C.A.R.E, a state funded agency who teaches parenting classes to a variety of people, is aimed at helping parents gain knowledge and skills. Many are court ordered to attend such classes due to parenting issues or social service issues. Sometimes there is a referral from an outside agency.
The program usually lasts twelve weeks and participants are given a lengthy workbook to cover in class.
Jason Dale, a participant of The Nurturing Program for Parents class, said he did not feel he learned “much of anything” from the class, as most of the time participants sat around and socialized. He stated that at one point a class participant showed up high on drugs. The instructor, Sara Higgins, noticed but allowed the person to stay in class. The female participant was asked not to repeat the behavior. Dale described Sara, the instructor, as unable to control the room. When asked how much of the workbook was covered, he stated, “very little.” He stated he learned more from watching a video on YouTube about parenting than he did in the entire twelve weeks of attending the class. This class supposedly teaches parenting skills to parents with children four and under, an important time for young parents.

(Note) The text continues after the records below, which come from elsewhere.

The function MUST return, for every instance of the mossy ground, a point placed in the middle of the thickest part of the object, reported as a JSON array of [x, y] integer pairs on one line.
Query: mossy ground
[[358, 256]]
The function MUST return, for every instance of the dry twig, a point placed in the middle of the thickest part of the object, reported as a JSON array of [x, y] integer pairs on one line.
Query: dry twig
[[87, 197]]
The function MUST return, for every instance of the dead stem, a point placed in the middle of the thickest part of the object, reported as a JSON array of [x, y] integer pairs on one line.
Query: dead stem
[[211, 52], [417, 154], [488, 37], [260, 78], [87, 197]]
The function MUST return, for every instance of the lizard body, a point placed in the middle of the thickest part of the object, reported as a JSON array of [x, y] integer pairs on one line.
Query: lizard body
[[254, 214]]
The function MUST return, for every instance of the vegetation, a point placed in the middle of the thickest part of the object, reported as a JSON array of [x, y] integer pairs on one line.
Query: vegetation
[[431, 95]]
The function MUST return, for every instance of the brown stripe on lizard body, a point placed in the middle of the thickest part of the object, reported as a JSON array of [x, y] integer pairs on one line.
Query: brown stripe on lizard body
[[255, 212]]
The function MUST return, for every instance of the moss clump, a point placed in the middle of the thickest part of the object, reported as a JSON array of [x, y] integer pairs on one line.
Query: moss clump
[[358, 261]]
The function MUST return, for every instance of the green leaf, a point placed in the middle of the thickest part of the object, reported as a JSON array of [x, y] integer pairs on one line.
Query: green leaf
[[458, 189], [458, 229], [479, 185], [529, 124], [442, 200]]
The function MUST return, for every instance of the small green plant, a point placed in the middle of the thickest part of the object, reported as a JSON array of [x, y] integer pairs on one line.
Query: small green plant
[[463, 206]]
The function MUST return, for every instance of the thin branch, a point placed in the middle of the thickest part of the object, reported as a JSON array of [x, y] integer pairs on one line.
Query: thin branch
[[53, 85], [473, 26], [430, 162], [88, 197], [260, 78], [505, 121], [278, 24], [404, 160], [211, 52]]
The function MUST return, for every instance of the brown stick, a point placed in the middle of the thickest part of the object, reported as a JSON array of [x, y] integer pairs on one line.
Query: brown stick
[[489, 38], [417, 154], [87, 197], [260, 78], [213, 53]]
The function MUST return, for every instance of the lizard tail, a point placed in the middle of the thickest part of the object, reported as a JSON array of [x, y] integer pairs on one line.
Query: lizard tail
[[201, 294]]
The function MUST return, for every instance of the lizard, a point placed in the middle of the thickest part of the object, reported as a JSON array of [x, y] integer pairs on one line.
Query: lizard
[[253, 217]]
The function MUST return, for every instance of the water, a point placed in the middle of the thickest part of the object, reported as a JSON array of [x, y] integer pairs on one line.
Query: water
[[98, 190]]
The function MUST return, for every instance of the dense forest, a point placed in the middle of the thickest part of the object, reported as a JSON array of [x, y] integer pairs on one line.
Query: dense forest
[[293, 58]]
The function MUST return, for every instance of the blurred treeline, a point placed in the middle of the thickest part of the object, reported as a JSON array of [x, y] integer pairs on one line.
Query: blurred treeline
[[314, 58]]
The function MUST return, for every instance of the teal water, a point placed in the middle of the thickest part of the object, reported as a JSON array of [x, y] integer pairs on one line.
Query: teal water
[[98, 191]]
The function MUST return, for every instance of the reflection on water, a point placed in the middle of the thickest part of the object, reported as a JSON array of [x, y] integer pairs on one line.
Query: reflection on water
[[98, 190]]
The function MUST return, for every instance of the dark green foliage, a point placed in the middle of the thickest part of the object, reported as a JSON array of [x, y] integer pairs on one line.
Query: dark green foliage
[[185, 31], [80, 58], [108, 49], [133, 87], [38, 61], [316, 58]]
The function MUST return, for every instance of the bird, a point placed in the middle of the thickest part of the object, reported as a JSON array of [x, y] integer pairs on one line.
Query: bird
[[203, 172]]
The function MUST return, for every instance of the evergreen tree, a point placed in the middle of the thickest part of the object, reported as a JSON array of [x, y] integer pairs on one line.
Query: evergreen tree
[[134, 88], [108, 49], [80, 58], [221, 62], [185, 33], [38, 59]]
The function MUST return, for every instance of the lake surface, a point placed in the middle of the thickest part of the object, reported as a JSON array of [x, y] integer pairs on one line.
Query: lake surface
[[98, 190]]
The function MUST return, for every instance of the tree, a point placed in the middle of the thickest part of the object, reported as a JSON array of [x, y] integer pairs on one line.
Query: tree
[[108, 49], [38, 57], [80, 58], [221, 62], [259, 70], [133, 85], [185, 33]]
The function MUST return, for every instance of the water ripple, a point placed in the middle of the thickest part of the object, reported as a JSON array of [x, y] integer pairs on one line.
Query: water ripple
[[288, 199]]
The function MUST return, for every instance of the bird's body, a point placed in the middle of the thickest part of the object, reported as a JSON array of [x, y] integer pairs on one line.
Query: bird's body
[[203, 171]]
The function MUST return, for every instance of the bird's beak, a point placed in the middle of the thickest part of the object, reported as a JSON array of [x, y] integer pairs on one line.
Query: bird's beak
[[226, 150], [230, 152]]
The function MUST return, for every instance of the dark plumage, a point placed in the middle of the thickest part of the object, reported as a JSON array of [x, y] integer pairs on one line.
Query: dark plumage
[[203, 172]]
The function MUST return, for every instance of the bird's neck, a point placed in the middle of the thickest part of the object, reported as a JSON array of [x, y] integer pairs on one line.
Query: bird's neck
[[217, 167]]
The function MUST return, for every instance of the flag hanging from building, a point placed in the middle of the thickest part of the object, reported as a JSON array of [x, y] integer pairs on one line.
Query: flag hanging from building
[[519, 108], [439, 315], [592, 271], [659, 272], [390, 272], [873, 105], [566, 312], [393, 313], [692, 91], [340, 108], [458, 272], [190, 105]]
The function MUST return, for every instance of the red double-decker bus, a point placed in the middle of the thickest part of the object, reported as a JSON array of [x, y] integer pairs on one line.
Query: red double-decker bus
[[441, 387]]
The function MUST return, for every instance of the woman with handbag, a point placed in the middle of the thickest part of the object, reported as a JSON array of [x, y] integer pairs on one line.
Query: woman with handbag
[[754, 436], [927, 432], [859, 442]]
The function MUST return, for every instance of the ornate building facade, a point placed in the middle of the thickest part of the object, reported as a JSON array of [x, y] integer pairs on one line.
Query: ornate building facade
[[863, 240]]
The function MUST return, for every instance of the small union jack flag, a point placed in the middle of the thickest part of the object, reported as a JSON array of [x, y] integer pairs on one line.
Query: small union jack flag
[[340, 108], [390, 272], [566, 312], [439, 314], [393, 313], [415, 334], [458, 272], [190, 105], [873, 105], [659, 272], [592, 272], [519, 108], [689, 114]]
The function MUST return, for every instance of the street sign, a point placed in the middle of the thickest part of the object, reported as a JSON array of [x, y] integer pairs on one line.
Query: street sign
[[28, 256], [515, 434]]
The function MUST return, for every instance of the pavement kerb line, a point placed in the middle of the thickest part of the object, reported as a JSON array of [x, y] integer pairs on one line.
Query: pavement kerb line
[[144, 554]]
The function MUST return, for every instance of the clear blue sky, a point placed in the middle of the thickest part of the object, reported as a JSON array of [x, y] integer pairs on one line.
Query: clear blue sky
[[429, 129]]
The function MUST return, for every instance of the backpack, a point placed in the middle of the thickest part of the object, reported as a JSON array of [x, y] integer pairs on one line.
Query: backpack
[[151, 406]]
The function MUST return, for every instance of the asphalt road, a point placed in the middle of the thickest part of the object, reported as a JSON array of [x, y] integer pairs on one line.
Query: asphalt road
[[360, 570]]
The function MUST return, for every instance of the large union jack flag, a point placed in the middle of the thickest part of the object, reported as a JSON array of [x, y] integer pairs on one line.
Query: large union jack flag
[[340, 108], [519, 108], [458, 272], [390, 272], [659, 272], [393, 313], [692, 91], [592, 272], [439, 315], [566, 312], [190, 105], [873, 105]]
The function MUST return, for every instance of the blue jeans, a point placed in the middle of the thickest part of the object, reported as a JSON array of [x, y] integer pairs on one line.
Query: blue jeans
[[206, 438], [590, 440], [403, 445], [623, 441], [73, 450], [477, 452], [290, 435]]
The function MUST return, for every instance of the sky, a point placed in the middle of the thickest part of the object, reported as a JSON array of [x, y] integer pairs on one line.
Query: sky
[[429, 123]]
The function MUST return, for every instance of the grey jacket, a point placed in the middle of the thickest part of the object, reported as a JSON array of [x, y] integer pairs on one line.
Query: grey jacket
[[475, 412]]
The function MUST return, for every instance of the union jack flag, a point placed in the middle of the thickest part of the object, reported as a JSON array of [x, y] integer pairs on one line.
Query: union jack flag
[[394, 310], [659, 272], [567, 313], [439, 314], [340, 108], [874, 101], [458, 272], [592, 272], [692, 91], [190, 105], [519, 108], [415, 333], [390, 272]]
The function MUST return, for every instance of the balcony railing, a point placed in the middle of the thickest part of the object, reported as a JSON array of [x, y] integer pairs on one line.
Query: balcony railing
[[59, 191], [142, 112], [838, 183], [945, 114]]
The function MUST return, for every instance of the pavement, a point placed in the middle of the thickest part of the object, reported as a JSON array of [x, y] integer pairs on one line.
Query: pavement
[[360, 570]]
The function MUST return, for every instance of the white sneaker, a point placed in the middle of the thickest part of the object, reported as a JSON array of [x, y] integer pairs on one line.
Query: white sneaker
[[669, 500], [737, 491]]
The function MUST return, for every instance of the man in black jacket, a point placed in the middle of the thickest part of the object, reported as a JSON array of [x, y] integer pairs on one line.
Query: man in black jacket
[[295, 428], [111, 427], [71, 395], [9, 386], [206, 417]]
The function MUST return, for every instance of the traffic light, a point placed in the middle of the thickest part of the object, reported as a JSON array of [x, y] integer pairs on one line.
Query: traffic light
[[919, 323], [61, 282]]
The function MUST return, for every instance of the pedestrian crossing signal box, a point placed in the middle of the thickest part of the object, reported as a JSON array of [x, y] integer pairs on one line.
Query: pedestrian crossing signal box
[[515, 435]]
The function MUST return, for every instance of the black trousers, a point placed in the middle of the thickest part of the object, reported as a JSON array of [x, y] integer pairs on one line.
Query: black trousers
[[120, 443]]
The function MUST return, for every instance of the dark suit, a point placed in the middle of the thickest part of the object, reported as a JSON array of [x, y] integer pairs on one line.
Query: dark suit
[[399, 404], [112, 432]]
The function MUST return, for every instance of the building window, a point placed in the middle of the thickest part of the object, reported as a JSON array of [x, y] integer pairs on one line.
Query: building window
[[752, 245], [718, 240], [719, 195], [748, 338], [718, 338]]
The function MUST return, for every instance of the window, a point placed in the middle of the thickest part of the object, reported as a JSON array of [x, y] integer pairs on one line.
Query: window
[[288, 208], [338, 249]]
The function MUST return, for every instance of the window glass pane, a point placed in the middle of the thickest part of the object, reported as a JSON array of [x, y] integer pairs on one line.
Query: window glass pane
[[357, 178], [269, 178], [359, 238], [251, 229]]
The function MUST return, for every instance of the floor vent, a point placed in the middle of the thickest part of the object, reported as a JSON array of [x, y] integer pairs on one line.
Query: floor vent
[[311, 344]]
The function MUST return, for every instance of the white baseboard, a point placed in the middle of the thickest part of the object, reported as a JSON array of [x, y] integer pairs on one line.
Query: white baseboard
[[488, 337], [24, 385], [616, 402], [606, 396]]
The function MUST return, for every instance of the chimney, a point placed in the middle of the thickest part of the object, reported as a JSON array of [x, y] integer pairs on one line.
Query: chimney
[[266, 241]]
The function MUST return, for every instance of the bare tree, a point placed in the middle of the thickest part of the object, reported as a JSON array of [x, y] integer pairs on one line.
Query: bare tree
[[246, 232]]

A public-funded parenting class that allows participants to attend class while high on drugs is problematic because those attending are usually ordered into the class due to lack of parenting skills. The Weld County Court system relies heavily on agencies such as C.A.R.E to educate troubled parents. After completing a class at C.A.R.E, many are allowed more freedom with their children. If an instructor is ineffectively teaching a class, parents and children are the ones who pay when the parents do not receive quality instruction. Taxpayers’ money is wasted as well.